Poutine met la pression militaire
Le Kremlin diffuse de nouveau, tard dans la soirée, des images du président russe en uniforme, écoutant des rapports militaires. Le 20 novembre, Moscou annonçait la prise de Koupiansk, dans la région de Kharkiv. Lundi, c’était au tour de Pokrovsk, dans la région de Donetsk.

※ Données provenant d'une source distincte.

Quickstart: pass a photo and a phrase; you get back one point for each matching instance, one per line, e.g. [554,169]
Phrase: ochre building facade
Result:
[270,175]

Dans le même temps, le ministère de la Défense publie des images de soldats posant le drapeau russe sur la place principale de la ville. Ces démonstrations interviennent systématiquement à des moments clés des négociations, envoyant un message clair : Poutine n’a aucune intention de renoncer à ses exigences territoriales.
Une reconnaissance officielle des territoires annexés
Depuis la semaine dernière, il apparaît que le Kremlin souhaite obtenir une reconnaissance officielle de ses annexions, au moins de la part des États-Unis. Selon la presse anglo-saxonne, Washington, déjà prêt en avril dernier à reconnaître la Crimée comme russe, aurait accepté d’étendre cette reconnaissance aux régions de Donetsk et Louhansk. Moscou espère également que d’autres pays suivront le même exemple, afin de rendre ces annexions irréversibles.
Limitation de l’armée ukrainienne et missiles interdits
La Russie veut également imposer une limitation drastique des effectifs de l’armée ukrainienne en temps de paix. Les chiffres évoqués par l’Occident vont de 600 000 à 800 000 soldats, tandis que lors des négociations de printemps 2022 à Istanbul, la Russie proposait 85 000. Cette fois, le seuil serait légèrement supérieur, autour de 100 000 combattants. Par ailleurs, Moscou insiste sur l’interdiction pour Kiev de disposer de missiles longue portée.
Le sort des avoirs russes gelés
Pour la première fois, la presse russe évoque un autre point qui pourrait être abordé lors de cette rencontre : le déblocage des avoirs russes gelés à l’étranger, un sujet sensible dans le contexte actuel des sanctions internationales.